Who’s Afraid of Amber Heard? by Rayne Fisher-Quann 


This essay dives into the cultural response to the highly publicized Amber Heard v Johnny Depp trial,  and explores how regardless of the trial’s conclusion, it holds unfortunate relevance with the  continuing of society’s collective refusal to believe women. Writing of Depp’s strategic attempt to  portray Heard as a ‘neat, uncomplicated example of an evil woman publicly conspiring to bring a  good man down’ she unpicks the failing of the Me-Too movement and references several articles that  explore and criticizes the trial. An example includes Michael Hobbes’ article The bleak spectacle of  the Amber Heard-Johnny Depp trial, which delves into a factual exploration of the trial. The essay is  sharp and clear in its message; the trial and the cultural wave following speaks to the ritualistic pattern  suffered by women in the public eye, both in the enjoyment of women’s spectacle and the model of  the perfect victim women in the public eye are expected to slot into to receive public support or even sympathy for being victims of abuse. It is an absolute must-read both in understanding and unlearning  the subconscious bias to avoid harm to women both in and out of the public eye in the future.  

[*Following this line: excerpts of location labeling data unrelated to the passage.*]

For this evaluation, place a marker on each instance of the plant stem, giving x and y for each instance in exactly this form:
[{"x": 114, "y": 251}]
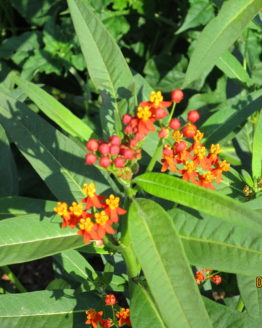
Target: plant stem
[
  {"x": 240, "y": 305},
  {"x": 159, "y": 146},
  {"x": 13, "y": 279}
]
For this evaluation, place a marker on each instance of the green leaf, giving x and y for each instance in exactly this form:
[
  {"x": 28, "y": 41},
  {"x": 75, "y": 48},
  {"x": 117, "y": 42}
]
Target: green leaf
[
  {"x": 33, "y": 237},
  {"x": 17, "y": 206},
  {"x": 220, "y": 33},
  {"x": 57, "y": 159},
  {"x": 230, "y": 115},
  {"x": 213, "y": 243},
  {"x": 76, "y": 266},
  {"x": 54, "y": 110},
  {"x": 199, "y": 13},
  {"x": 169, "y": 277},
  {"x": 228, "y": 64},
  {"x": 143, "y": 310},
  {"x": 222, "y": 316},
  {"x": 8, "y": 172},
  {"x": 56, "y": 309},
  {"x": 106, "y": 65},
  {"x": 251, "y": 294},
  {"x": 256, "y": 151},
  {"x": 199, "y": 198}
]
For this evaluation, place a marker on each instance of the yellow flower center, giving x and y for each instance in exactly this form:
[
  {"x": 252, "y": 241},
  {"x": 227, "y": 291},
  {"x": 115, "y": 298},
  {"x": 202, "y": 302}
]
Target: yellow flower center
[
  {"x": 89, "y": 189},
  {"x": 198, "y": 136},
  {"x": 208, "y": 177},
  {"x": 215, "y": 149},
  {"x": 61, "y": 209},
  {"x": 86, "y": 224},
  {"x": 156, "y": 97},
  {"x": 189, "y": 166},
  {"x": 101, "y": 218},
  {"x": 177, "y": 136},
  {"x": 76, "y": 209},
  {"x": 143, "y": 113},
  {"x": 224, "y": 166},
  {"x": 200, "y": 151},
  {"x": 113, "y": 202}
]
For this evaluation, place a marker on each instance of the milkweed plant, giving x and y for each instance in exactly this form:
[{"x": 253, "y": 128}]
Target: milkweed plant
[{"x": 153, "y": 217}]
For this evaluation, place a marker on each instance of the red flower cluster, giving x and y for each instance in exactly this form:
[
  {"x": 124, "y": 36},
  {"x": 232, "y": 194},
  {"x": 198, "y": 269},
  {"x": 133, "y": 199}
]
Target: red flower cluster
[
  {"x": 190, "y": 159},
  {"x": 200, "y": 276},
  {"x": 94, "y": 225},
  {"x": 95, "y": 318},
  {"x": 119, "y": 155}
]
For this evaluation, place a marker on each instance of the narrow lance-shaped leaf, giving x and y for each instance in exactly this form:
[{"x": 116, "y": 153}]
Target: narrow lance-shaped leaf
[
  {"x": 232, "y": 67},
  {"x": 33, "y": 237},
  {"x": 58, "y": 160},
  {"x": 256, "y": 151},
  {"x": 219, "y": 34},
  {"x": 105, "y": 63},
  {"x": 56, "y": 309},
  {"x": 8, "y": 173},
  {"x": 169, "y": 277},
  {"x": 55, "y": 110},
  {"x": 208, "y": 201},
  {"x": 212, "y": 243}
]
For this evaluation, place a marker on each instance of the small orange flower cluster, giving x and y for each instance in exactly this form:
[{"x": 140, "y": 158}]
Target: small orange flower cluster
[
  {"x": 118, "y": 155},
  {"x": 94, "y": 225},
  {"x": 190, "y": 159},
  {"x": 200, "y": 276},
  {"x": 94, "y": 318}
]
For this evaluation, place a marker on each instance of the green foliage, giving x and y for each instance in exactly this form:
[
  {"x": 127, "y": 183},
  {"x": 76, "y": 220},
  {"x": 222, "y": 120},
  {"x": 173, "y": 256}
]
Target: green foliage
[{"x": 69, "y": 70}]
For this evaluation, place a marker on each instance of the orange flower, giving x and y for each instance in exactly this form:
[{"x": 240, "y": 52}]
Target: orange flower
[
  {"x": 94, "y": 318},
  {"x": 124, "y": 317},
  {"x": 92, "y": 198},
  {"x": 110, "y": 299},
  {"x": 113, "y": 209}
]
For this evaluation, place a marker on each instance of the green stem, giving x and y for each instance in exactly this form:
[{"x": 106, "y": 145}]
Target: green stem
[
  {"x": 13, "y": 279},
  {"x": 159, "y": 146},
  {"x": 240, "y": 305}
]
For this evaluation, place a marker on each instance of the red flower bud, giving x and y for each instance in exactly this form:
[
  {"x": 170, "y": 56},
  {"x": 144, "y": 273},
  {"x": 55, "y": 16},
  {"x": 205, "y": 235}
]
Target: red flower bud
[
  {"x": 180, "y": 146},
  {"x": 128, "y": 153},
  {"x": 216, "y": 279},
  {"x": 189, "y": 130},
  {"x": 90, "y": 159},
  {"x": 119, "y": 162},
  {"x": 160, "y": 113},
  {"x": 115, "y": 140},
  {"x": 193, "y": 116},
  {"x": 104, "y": 149},
  {"x": 164, "y": 132},
  {"x": 126, "y": 119},
  {"x": 104, "y": 161},
  {"x": 114, "y": 150},
  {"x": 92, "y": 145},
  {"x": 177, "y": 95},
  {"x": 174, "y": 124}
]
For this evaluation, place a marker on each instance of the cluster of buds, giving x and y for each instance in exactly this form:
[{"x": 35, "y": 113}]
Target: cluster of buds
[
  {"x": 96, "y": 318},
  {"x": 203, "y": 275},
  {"x": 96, "y": 219},
  {"x": 119, "y": 156},
  {"x": 186, "y": 155}
]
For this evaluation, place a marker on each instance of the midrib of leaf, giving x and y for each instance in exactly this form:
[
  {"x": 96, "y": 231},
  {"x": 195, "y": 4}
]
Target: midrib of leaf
[
  {"x": 230, "y": 69},
  {"x": 222, "y": 31},
  {"x": 208, "y": 241},
  {"x": 47, "y": 150},
  {"x": 36, "y": 240},
  {"x": 98, "y": 50},
  {"x": 199, "y": 196},
  {"x": 164, "y": 268}
]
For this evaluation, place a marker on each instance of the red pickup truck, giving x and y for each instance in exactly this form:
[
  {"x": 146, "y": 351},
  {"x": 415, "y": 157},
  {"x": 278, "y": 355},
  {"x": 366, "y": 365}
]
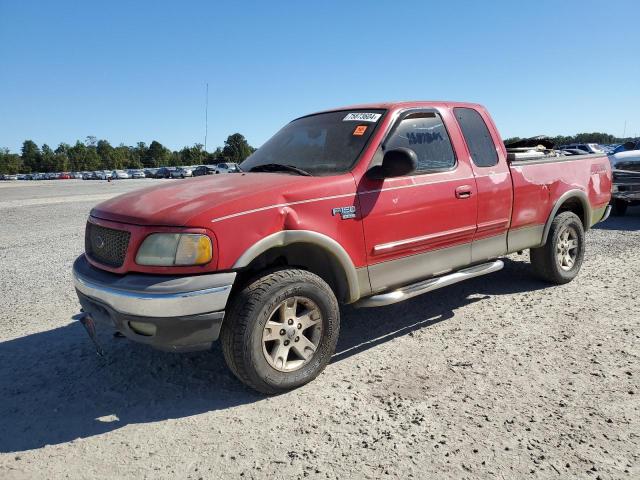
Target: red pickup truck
[{"x": 367, "y": 205}]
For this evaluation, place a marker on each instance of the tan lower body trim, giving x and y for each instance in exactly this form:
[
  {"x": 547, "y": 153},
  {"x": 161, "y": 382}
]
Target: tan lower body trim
[
  {"x": 490, "y": 247},
  {"x": 395, "y": 273},
  {"x": 525, "y": 237}
]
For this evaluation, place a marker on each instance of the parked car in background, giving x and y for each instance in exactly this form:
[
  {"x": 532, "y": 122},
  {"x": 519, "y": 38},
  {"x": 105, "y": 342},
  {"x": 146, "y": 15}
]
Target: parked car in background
[
  {"x": 572, "y": 151},
  {"x": 204, "y": 170},
  {"x": 181, "y": 172},
  {"x": 227, "y": 168},
  {"x": 393, "y": 201},
  {"x": 628, "y": 146},
  {"x": 136, "y": 174},
  {"x": 626, "y": 181},
  {"x": 165, "y": 172},
  {"x": 585, "y": 147},
  {"x": 119, "y": 175}
]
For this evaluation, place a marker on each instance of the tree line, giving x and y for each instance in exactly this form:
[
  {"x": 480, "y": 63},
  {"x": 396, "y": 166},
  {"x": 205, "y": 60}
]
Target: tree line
[
  {"x": 594, "y": 137},
  {"x": 94, "y": 154}
]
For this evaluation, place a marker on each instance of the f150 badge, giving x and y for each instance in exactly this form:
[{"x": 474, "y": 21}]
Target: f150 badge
[{"x": 345, "y": 212}]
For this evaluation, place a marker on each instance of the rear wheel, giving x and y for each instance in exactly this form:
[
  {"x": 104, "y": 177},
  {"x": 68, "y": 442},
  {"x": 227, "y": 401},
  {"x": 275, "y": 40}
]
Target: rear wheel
[
  {"x": 560, "y": 259},
  {"x": 618, "y": 207},
  {"x": 281, "y": 330}
]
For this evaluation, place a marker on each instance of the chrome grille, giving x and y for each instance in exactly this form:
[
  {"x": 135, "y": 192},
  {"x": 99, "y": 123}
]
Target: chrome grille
[{"x": 106, "y": 245}]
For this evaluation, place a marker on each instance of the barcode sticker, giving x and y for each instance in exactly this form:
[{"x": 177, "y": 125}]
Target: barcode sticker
[{"x": 362, "y": 117}]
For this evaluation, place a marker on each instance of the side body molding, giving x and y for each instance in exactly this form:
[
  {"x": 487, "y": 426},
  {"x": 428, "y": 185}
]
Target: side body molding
[
  {"x": 584, "y": 200},
  {"x": 288, "y": 237}
]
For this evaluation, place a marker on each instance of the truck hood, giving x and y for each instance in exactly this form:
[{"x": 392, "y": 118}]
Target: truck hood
[{"x": 195, "y": 202}]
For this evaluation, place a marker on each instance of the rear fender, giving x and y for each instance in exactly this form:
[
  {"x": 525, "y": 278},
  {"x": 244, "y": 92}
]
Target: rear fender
[{"x": 564, "y": 198}]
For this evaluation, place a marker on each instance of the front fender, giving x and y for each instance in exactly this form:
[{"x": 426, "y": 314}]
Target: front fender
[{"x": 288, "y": 237}]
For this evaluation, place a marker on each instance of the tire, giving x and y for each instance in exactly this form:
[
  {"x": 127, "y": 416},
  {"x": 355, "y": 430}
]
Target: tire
[
  {"x": 551, "y": 261},
  {"x": 253, "y": 358},
  {"x": 619, "y": 207}
]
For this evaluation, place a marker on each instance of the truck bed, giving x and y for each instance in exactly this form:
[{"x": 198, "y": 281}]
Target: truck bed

The Body is Not A Metaphor; An Interview with Emmeline Clein by Emma Glenn Baker 

The interview follows the release of Clein’s debut book, Dead Weight: On Hunger and Harm (which  I would also encourage every person regardless of gender to read!). The book consists of a series of  critical, semi-autobiographical, heavily researched and deeply empathetic essays exploring and  dissecting the intersection between gender, womanhood and the culture of food; eating disorders,  class structures, mental illness and all in between. The interview is a great starting point to the kind of  ideas Clein discusses in her book, and on a deeper level about her personal experience with writing  about her own body. Clein discusses the history of pathologizing women’s pain, the concept of  dissociative feminism (a term coined by her) and how the culture surrounding the health and wellness  industry is linked to the capitalist machine disguised as self-wellness. The interview exemplifies a key  part of the novel and of the general; Clein offers an argument of restructuring blame and argues that  our understanding of eating disorders should be viewed not as an individual problem, but as one that  ties to a larger problem of capitalist and patriarchal profit. 

 

Wages Against Housework by Silvia Federici 

‘Demanding wages for housework is a revolutionary demand not because it will destroy capital but  because it forces capital to acknowledge this invisible labour and to restructure social relations in  better terms for women’ writes Federici in her 1974 essay, where she makes the still fairly radical  case that the domestic work of women is and should be viewed as unpaid labour. She ties the feminist  movement into the anti-capitalist movement; intersecting women’s exploitation, housework as  disproportionately effecting the middle class, the institution of marriage as sexual and emotional  labour. The message of the essay is still one that receives criticism and whether or not you agree with  the conclusion, it is a uniquely thought-provoking and fascinating read about the ever-changing  complexity of women’s positions in the domestic sphere.  


*note: in this article I use ‘women’ as a loose term to refer to those who present as ‘feminine’, have been  socially conditioned as women, or anyone who identifies as such regardless of presentation but it’s important to  mention that the cultural criticism in each of these pieces does apply to those who don’t necessarily present or  identity of women, and trans/gender non-conforming people are just as included in these conversations.